Keywords: Milrinone, Phosphodiesterase inhibitor, Ischaemia, Coronary occlusion, Diltiazem
|How to cite this article:|
Sidi A, Muehschlegel JD, Kirby DS, Lobato EB. Treating metabolic impairment and myocardial stunning with phosphodiesterase inhibitor type III, milrinone, administered prior to coronary artery occlusion in the presence of calcium channel blockade in pigs. Ann Card Anaesth 2007;10:34-41
|How to cite this URL:|
Sidi A, Muehschlegel JD, Kirby DS, Lobato EB. Treating metabolic impairment and myocardial stunning with phosphodiesterase inhibitor type III, milrinone, administered prior to coronary artery occlusion in the presence of calcium channel blockade in pigs. Ann Card Anaesth [serial online] 2007 [cited 2019 Oct 14];10:34-41. Available from: http://www.annals.in/text.asp?2007/10/1/34/37922
| Introduction|| |
Transient coronary artery occlusion is associated with metabolic derangement that can result in prolonged myocardial dysfunction. , Myocardial dysfunction can occur in different clinical settings and interventions. Milrinone has both inotropic and vasodilatory properties that, like other phosphodiesterase (PDE) inhibitors, improve myocardial function without increasing oxygen consumption. , This protective effect is probably based on its ability to improve left ventricular (LV) performance and increase blood flow to the ischaemic myocardium.  However, milrinone in the presence of myocardial ischaemia or depression, and other frequently used "protective" drugs such as beta- and calcium channel-blockers, has been investigated infrequently. , Patients with ischaemic cardiovascular disease are often treated with betaadrenergic and calcium channel blockers, and the implications of incorporating a PDE inhibitor in their treatment could be crucial.

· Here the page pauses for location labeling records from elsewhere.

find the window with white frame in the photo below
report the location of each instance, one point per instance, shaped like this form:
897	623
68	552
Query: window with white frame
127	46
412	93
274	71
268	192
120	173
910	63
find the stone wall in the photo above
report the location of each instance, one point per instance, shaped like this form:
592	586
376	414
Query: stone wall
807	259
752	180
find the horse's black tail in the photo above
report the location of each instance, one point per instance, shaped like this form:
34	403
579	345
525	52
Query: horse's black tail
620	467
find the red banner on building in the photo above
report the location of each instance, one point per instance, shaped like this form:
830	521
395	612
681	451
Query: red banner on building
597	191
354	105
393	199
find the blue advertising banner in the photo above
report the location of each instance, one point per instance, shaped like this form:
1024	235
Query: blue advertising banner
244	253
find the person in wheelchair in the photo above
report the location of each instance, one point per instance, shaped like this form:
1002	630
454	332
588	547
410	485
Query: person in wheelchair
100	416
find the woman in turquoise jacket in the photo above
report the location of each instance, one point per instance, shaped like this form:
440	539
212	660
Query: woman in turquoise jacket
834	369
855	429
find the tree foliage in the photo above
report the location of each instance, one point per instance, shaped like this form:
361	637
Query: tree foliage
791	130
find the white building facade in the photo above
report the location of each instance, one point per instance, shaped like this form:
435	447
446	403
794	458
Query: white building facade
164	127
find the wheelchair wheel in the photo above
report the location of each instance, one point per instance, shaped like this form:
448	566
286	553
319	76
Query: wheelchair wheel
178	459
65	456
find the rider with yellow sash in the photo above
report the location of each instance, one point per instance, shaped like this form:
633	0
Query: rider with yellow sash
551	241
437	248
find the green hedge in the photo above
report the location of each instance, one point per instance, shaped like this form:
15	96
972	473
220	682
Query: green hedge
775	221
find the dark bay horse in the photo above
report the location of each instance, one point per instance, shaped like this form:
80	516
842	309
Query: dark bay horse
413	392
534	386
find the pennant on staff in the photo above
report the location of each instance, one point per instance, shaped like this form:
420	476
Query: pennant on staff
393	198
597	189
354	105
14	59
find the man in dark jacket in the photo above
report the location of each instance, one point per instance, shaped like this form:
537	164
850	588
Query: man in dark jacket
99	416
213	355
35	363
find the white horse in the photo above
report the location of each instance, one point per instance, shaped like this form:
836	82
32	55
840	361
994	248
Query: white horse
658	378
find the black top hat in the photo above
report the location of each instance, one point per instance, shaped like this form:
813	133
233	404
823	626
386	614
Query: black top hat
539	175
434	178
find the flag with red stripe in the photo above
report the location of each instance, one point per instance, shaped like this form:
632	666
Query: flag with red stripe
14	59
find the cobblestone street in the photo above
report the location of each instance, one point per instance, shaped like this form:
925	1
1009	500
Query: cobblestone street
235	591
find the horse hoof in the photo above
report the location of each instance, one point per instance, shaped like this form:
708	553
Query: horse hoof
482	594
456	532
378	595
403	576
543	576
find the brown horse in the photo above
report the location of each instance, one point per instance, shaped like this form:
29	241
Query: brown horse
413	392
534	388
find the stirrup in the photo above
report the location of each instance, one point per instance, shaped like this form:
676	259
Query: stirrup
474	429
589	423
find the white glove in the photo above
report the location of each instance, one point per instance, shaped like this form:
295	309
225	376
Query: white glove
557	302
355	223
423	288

Calcium channel blockers are frequently used in patients with coronary artery disease who are undergoing surgery. However, the presence of severe myocardial ischaemia in patients treated with calcium channel blockers may prolong myocardial dysfunction compounded by the negative inotropic effects of calcium channel blockade. PDE inhibitors, such as milrinone have been shown to have inotropic and vasodilatory properties with a protective metabolic effect, even in the presence of calcium channel blockade,  most likely based on the reversal of myocardial depression.

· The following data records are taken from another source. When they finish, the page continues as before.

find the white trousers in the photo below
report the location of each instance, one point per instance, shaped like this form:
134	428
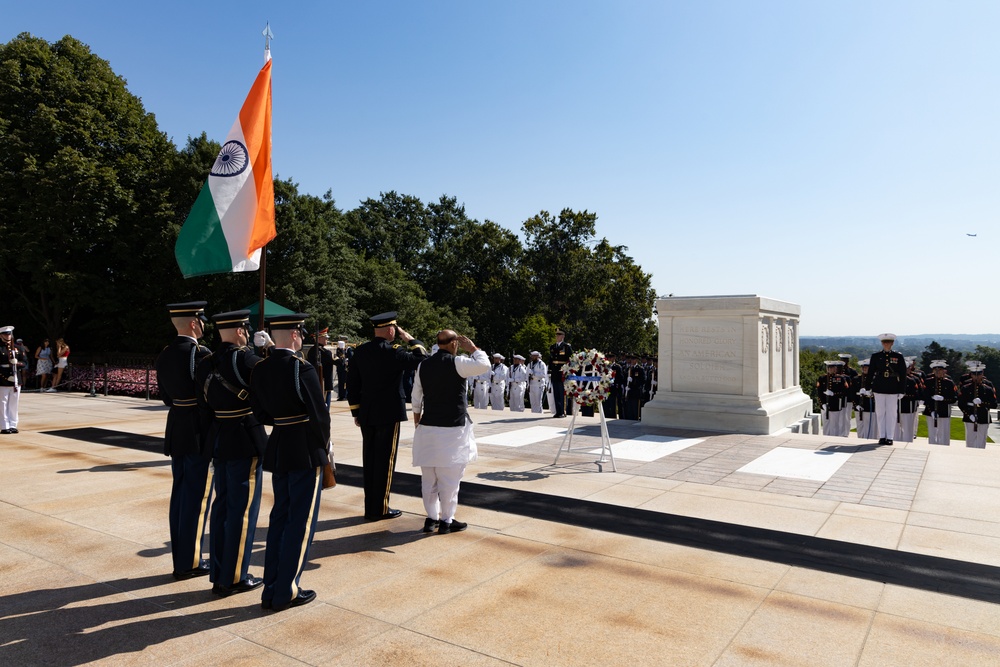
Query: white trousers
439	488
907	426
976	437
480	397
9	398
496	395
838	423
535	395
886	410
940	434
866	422
517	396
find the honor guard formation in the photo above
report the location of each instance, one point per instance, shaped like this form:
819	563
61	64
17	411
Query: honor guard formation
221	399
885	398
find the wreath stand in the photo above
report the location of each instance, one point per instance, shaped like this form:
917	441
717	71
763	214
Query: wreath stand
606	452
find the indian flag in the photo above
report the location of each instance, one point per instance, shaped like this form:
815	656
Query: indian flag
233	217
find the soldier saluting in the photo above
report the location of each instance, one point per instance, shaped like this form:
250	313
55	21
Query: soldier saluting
886	381
185	440
237	440
285	392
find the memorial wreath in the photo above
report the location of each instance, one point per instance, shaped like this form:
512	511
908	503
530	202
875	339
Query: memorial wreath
588	377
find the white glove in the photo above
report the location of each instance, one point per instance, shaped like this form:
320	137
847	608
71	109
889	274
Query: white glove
262	339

This study examined the effects of PDE type III (PDEIII) inhibition on regional myocardial metabolism and global LV function in a porcine model of acute coronary occlusion with calcium channel- or beta-blockade. We hypothesized that the PDEIII inhibitor with calcium blockade, would improve myocardial function without increasing metabolic consumption. This effect may be possible because of increased myocardial supply or reversed myocardial depression, and decreased consumption or demand.
| Methods|| |
The protocol was approved by the Institutional Animal Care and Use Committee. Animals were handled in accordance with guidelines established by the National Institutes of Health (NIH publication 85-23, revised 1985).

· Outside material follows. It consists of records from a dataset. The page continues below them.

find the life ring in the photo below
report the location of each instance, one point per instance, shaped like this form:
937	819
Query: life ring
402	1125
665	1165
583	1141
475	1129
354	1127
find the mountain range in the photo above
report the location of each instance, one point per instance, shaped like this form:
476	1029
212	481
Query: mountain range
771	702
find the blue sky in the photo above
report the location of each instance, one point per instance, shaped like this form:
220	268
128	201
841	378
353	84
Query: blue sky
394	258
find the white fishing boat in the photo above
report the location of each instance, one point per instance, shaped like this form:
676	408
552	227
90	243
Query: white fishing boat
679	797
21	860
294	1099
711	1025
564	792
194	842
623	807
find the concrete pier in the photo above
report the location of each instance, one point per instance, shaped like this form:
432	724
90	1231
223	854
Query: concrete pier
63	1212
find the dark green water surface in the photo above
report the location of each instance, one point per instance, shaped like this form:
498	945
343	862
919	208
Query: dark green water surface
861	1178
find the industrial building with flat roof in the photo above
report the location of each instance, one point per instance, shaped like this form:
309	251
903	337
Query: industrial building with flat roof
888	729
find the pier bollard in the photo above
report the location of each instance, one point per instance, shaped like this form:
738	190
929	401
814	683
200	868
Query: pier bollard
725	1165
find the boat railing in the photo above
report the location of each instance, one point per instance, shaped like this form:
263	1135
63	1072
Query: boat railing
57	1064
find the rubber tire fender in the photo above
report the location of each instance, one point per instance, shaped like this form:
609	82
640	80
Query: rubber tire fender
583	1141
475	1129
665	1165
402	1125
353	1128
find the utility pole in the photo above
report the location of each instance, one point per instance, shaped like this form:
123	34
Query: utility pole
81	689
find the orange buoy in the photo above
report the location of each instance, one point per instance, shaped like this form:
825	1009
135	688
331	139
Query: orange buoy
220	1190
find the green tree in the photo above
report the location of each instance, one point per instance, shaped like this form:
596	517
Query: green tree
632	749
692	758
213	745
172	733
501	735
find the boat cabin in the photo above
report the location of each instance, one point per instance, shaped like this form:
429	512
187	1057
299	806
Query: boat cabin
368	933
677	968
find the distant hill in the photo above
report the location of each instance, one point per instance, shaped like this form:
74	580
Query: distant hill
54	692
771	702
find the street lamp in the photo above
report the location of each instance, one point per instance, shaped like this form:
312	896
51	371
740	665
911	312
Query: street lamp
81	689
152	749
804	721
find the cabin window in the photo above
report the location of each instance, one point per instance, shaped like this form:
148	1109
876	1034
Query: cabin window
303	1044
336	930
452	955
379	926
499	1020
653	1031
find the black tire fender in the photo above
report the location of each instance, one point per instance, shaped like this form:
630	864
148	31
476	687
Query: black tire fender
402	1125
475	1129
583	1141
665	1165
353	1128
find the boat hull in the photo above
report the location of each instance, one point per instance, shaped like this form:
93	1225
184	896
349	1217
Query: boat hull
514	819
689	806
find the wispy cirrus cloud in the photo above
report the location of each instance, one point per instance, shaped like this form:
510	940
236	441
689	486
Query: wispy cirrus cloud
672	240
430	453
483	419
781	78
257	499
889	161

Fifteen domestic swine weighing 50 to 55 Kg were premedicated with intramuscular ketamine (35 mg/Kg) and anaesthetized with isoflurane (1% end-tidal) in 100% oxygen. A tracheostomy was then performed and the animals mechanically ventilated at 12 breaths/minute, with tidal volumes of 12 mL/Kg to maintain an end-tidal carbon dioxide (CO 2 ) between 32 and 36 mm Hg. Anaesthesia and mechanical ventilation were maintained with the use of a Narkomed 4 anaesthesia machine (North American Drager, Telford, PA). Pancuronium was used for muscle relaxation during the surgical preparation. A 7 French (Fr) pressure-tipped, flotation pulmonary artery catheter (Millar Instruments Inc, Houston, TX) was inserted via the right internal jugular vein into the main pulmonary artery through an 8 Fr Cordis introducer (Arrow International, Reading, PA). A 7 Fr triple-lumen, central venous catheter was placed through the left internal jugular vein. The left carotid artery was exposed, and a 5 Fr pressure-tipped catheter (Millar Instruments Inc, Houston, TX) was placed and advanced into the ascending aorta for continuous arterial pressure monitoring. A median sternotomy was then performed and the heart placed in a pericardial cradle. A 5 Fr pressure-tipped catheter (Millar Instruments Inc, Houston, TX) was inserted via a small stab wound in the apex into the LV cavity for measurement of LV pressure.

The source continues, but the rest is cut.